Una tradizione che è andata a mancare nei primi anni Settanta del secolo scorso, quando ormai lo sforzo che questo lavoro richiedeva, non era più ripagato economicamente.
Il 2020 lo vogliamo ricordare anche per essere stato il decimo anniversario del Museo del Baco da Seta a San Giacomo di Veglia, una realtà che ha voluto festeggiare questo traguardo con tante testimonianze di uomini e donne che hanno vissuto in prima persona la lavorazione del baco.

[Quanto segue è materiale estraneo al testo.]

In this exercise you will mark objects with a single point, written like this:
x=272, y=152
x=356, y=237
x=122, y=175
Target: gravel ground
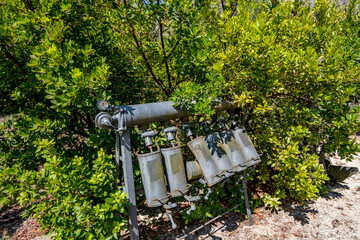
x=334, y=216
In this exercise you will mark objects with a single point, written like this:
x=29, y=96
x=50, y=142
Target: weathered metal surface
x=142, y=114
x=175, y=170
x=247, y=147
x=202, y=153
x=221, y=159
x=153, y=178
x=193, y=170
x=233, y=151
x=129, y=184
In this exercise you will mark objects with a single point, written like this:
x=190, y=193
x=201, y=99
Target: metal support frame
x=248, y=210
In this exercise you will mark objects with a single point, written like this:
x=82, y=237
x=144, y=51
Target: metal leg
x=129, y=184
x=248, y=211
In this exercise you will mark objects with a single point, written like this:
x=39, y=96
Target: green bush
x=291, y=69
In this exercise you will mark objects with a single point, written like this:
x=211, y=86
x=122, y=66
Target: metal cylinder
x=202, y=153
x=233, y=150
x=153, y=178
x=175, y=170
x=219, y=155
x=247, y=147
x=193, y=170
x=142, y=114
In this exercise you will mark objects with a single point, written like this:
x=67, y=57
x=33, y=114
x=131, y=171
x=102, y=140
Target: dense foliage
x=291, y=68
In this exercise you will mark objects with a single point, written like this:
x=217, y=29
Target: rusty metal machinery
x=219, y=155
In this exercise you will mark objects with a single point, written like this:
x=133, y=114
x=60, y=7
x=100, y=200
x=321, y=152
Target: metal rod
x=142, y=114
x=129, y=184
x=248, y=211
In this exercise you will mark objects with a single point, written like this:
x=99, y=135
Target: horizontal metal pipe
x=142, y=114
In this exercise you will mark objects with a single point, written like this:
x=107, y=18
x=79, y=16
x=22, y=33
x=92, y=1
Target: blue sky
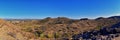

“Era una risorsa, ma quando abbiamo raggiunto un certo tenore di vita, non ce n’era più bisogno. Un quintale di bozzoli faceva guadagnare 100.000 lire, ma bisognava sapere quante uova acquistare. Bisognava valutare quanti gelsi avevamo e quanto spazio c’era per metterli a filare” così commenta Mario Peruch.
Carmelo Dalla Torre, classe 1928 racconta “Ogni due ore dovevamo dar loro da mangiare per farli andare via prima. Tanti impiegavano 8/10 giorni più di noi. Più caldo era e più spesso si dava loro da mangiare, prima andavano a fare il bozzolo”.
Tradizioni che hanno coinvolto non solo i contadini, ma le intere comunità, perché nei momenti di maggiore lavoro, per esempio quando bisognava staccare i bozzoli per la raccolta, tutti erano felici di aiutare, come ricorda Domenico Dal Cin, classe 1923 “Andavamo volentieri ad aiutare, perché quando eravamo lì ci facevano mangiare la carne di maiale che a casa nostra lo vedevamo solo in fotografia.”
“I primi 15 giorni si gestivano bene, ma gli ultimi 15 giorni era un lavoraccio, dalla mattina alle 5 fino alla sera alle 22. Bisognava portare dentro foglia in quantità, fino a rami di due metri” ricorda così il duro lavoro Sebastiano Baccichetti.
Oggi c’è ancora chi ha deciso di mantenere viva questa attività, come Marzia Barzotto, ma questa è una storia che vi abbiamo già raccontato.